I know. It’s hard to believe. Sad but true. I. Was. Wrong.
Sigh. I need my blog. I feel like I lost part of myself, like I’m walking around out of balance.
I was telling Bleue, I’ll have to rename it “My Sad Blog” or “The Whining Post.” But that’s ok. It is what it is.
Two and a half months I was gone. And really, if I were you, I wouldn’t trust me for a minute. I could be up and gone again in a heartbeat. But it turns out there are things that I can only say here. Kinky things sometimes. Mean things. Yes, even whiny things.
This is where I think things through. Play with ideas, let things roll around in my head and drop them here.
OH! I probably need to change my look. Or something. Not my name though, Olivia is good. A different template, different cover photo. That’s always fun. Maybe a different name for the blog? Hmmmm. Have to think about that… In any case –
I missed youall. I missed comments and knowing there were people interested in what I had to say. I’m lonesome, and I’ve been a bit sad, still am really.
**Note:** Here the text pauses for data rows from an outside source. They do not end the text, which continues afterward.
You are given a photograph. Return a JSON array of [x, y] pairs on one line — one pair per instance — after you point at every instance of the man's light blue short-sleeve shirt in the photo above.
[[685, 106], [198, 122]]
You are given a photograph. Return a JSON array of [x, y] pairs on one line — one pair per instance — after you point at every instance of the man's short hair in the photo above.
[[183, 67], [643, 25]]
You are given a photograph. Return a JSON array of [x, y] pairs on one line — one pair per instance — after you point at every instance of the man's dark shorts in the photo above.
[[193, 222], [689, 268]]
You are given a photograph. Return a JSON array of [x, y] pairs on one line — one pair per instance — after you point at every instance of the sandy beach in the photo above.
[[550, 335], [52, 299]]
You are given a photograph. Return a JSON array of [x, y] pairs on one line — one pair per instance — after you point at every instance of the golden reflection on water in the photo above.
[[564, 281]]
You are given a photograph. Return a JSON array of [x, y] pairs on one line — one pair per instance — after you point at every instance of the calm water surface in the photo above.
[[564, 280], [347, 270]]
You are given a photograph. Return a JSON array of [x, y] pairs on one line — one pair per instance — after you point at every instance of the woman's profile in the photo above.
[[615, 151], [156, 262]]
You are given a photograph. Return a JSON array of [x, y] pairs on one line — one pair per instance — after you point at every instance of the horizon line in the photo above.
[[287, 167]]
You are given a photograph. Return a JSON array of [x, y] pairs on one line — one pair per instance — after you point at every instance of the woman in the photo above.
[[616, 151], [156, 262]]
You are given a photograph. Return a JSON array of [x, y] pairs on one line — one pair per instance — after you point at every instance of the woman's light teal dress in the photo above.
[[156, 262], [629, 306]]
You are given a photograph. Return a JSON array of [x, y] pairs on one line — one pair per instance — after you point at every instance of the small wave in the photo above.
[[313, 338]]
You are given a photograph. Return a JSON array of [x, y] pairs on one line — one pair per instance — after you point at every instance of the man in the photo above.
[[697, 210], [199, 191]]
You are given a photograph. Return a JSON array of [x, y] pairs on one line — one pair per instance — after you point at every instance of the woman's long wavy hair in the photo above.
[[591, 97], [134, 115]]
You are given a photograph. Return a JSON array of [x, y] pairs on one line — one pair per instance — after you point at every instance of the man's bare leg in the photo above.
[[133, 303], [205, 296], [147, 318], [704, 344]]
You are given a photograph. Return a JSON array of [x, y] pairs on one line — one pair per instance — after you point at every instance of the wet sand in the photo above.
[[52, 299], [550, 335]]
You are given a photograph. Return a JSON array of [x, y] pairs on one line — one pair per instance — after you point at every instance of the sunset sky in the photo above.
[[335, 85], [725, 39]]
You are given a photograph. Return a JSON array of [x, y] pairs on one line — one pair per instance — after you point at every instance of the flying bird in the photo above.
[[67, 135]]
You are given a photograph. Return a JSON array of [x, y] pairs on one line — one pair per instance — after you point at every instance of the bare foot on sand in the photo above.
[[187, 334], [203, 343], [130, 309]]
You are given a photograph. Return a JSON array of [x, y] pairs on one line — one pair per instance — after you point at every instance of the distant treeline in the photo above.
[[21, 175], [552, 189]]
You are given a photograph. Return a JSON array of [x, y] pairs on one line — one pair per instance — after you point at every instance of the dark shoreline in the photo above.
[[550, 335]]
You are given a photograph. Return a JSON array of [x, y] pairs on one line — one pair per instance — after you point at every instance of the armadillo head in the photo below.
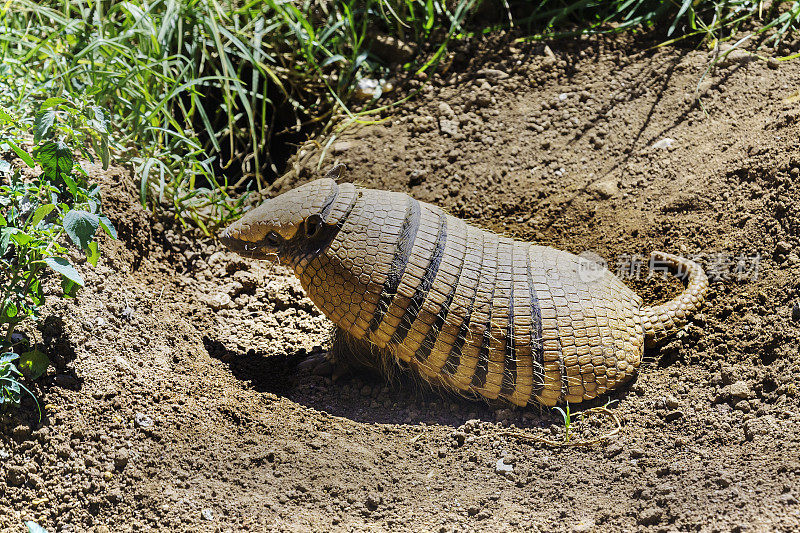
[[287, 226]]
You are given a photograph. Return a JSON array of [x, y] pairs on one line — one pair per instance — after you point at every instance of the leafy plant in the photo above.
[[41, 216], [10, 387]]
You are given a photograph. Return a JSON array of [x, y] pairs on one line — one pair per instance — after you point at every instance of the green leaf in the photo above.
[[5, 239], [8, 357], [100, 121], [22, 154], [33, 364], [105, 153], [107, 226], [21, 238], [63, 267], [52, 102], [9, 311], [92, 253], [55, 158], [5, 117], [80, 226], [43, 125], [41, 212], [71, 185], [69, 287]]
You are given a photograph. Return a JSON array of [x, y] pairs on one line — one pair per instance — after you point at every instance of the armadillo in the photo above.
[[464, 308]]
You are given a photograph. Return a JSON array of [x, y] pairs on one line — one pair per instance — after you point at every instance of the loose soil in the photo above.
[[175, 400]]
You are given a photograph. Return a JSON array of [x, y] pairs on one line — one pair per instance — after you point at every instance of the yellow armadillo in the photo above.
[[463, 307]]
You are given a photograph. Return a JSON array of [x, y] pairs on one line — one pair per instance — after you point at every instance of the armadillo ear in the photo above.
[[336, 172]]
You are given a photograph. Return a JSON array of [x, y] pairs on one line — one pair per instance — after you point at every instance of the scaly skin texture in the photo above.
[[463, 307]]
I haven’t done the things I’d planned to do. I started some stuff but didn’t finish and now my life has kalaidescoped on me again and it’s all gonna be different. I was super upset about that a couple of weeks ago. Trying to figure out how I could keep the dream going.
Now I’ve settled into my new reality. Sorting through my feelings about that is going to be part of what I need to do here. But not today.